Grondwettelijk Hof - 59/2009 - 25-03-2009

Samenvatting

Uit artikel 49 blijkt dat indien de vreemdeling het vereiste bewijs aangaande de bloed- of aanverwantschap overlegt, hij door het gemeentebestuur wordt ingeschreven in het vreemdelingenregister en hij een aanvraag tot vestiging moet indienen. Uit het tweede lid van §2 blijkt dat het de minister of zijn gemachtigde is die beslist over de erkenning van het recht op vestiging. In het kader van (oud) artikel 44 Vreemdelingenbesluit kan de burgemeester enkel nagaan of de bewijzen inzake bloed- of aanverwantschap zijn neergelegd, ongeacht of deze met frauduleuze bedoelingen zijn bekomen. Zijn bevoegdheid is hiertoe beperkt.

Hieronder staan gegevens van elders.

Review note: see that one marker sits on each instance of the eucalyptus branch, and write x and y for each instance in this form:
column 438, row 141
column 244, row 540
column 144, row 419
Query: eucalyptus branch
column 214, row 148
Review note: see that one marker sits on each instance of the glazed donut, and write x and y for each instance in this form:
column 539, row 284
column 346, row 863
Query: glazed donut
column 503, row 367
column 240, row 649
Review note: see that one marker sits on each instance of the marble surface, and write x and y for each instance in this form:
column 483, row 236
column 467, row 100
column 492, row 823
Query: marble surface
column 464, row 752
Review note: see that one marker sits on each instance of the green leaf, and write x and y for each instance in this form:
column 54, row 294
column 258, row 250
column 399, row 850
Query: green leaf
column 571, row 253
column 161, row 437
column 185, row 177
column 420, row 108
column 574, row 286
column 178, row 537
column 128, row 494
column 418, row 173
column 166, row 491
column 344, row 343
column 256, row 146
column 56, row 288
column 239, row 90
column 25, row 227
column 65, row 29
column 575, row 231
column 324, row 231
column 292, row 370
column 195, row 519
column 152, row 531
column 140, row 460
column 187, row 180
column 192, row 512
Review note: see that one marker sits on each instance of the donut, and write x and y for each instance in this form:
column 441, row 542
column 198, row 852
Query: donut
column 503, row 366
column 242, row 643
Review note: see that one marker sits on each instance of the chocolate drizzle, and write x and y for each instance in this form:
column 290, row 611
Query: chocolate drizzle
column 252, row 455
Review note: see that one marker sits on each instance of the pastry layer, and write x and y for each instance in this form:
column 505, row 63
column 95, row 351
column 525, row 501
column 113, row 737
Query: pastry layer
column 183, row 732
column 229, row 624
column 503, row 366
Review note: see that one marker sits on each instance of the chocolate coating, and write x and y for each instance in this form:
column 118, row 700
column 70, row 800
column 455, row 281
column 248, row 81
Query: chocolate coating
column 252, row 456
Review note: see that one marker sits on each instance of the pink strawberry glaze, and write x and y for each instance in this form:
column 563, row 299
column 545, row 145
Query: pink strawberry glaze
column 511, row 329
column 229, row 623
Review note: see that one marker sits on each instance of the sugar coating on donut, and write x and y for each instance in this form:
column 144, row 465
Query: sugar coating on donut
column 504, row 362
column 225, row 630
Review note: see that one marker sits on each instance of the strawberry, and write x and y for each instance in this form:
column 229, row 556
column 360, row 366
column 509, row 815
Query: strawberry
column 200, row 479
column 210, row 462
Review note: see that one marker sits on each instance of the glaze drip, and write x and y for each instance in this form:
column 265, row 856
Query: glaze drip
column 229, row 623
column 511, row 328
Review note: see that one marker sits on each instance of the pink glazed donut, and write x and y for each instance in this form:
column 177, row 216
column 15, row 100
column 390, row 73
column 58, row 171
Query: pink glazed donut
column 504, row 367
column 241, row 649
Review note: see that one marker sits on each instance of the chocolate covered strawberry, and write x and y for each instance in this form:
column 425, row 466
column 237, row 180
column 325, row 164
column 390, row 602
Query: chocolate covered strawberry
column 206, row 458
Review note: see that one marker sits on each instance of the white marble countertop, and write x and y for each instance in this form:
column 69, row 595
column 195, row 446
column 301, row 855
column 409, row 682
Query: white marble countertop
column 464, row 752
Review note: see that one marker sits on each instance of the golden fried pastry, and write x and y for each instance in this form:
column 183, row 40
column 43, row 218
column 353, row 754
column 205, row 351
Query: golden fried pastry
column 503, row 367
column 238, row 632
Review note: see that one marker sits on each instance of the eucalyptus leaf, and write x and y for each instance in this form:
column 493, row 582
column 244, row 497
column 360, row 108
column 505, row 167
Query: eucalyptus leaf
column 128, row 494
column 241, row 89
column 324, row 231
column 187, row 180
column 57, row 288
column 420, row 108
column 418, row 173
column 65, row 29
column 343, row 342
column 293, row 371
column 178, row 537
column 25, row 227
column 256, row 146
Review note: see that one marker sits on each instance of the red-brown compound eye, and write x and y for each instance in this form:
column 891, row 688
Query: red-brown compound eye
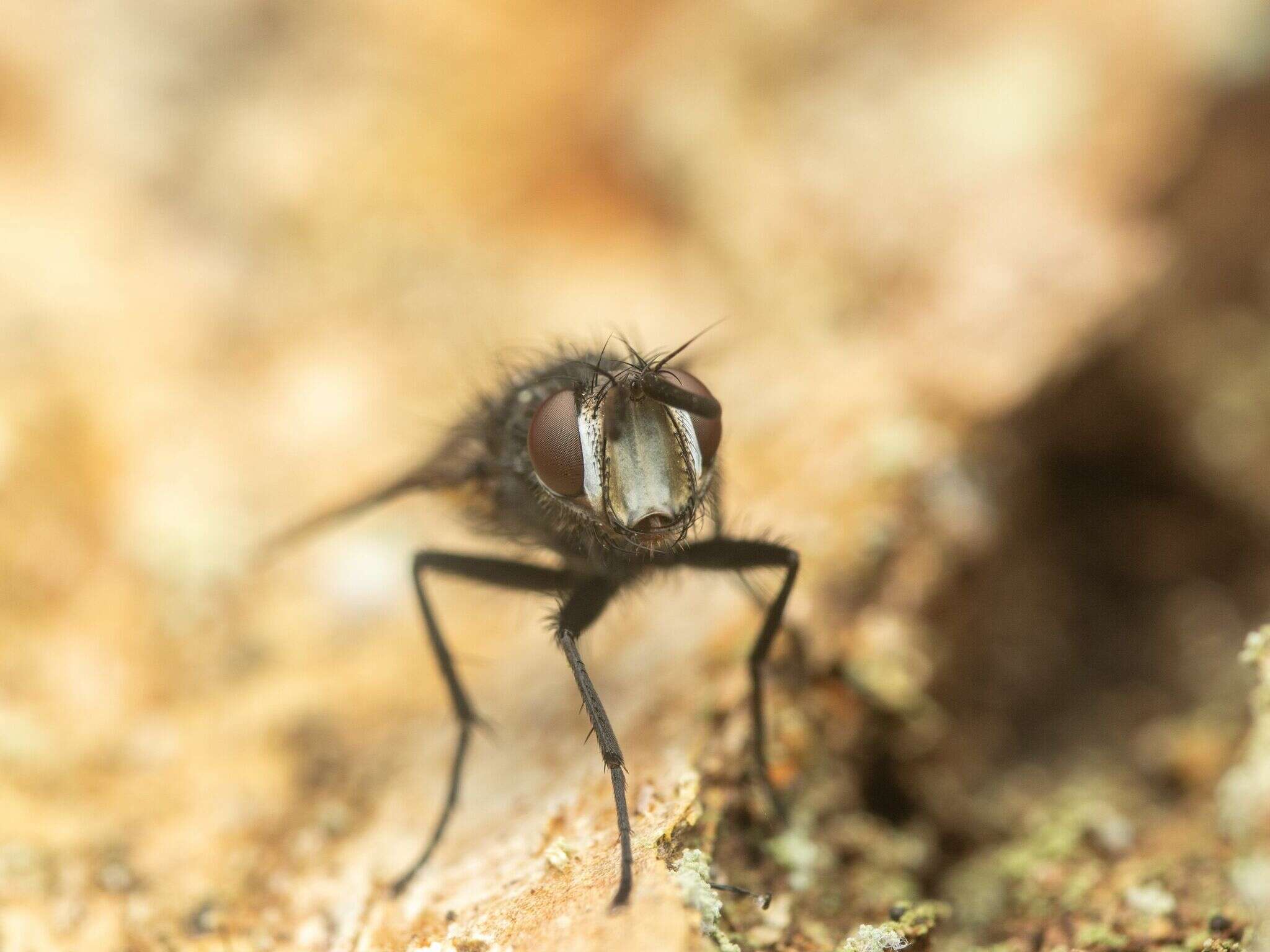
column 556, row 446
column 709, row 432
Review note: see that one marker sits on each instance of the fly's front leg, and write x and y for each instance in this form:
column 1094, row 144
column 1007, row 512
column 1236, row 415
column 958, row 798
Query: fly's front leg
column 722, row 552
column 579, row 610
column 493, row 571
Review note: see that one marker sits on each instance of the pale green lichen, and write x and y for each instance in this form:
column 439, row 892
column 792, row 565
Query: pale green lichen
column 693, row 876
column 1245, row 791
column 1150, row 899
column 1098, row 936
column 874, row 938
column 802, row 856
column 559, row 853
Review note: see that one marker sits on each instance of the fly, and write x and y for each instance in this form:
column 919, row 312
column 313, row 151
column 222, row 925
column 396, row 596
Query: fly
column 609, row 465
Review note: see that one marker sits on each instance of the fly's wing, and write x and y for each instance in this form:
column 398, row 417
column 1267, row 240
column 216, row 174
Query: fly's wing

Overeenkomstig (oud) artikel 49 §2, derde lid Vreemdelingenbesluit is het de minister of zijn gemachtigde die oordelen of er bijkomend onderzoek moet verricht worden met betrekking tot de geldigheid van de documenten aangaande de bloed- of aanverwantschap. De verzoekende partij gaat er ten onrechte vanuit dat door de gemachtigde van de burgemeester een beslissing tot weigering van overschrijving van de huwelijksakte is genomen: de oorspronkelijk bestreden beslissing is genomen in het kader van (oud) artikel 44 Vreemdelingenbesluit, waarbij de burgemeester of zijn gemachtigde zich enkel dient uit te spreken over de omstandigheid of er al dan niet een ontvankelijke vestigingsaanvraag is ingediend. Deze beslissing doet geen afbreuk aan de bevoegdheid van de ambtenaar van de burgerlijke stand zoals bepaald in artikel 31 WIPR om te weigeren de huwelijksakte over te schrijven.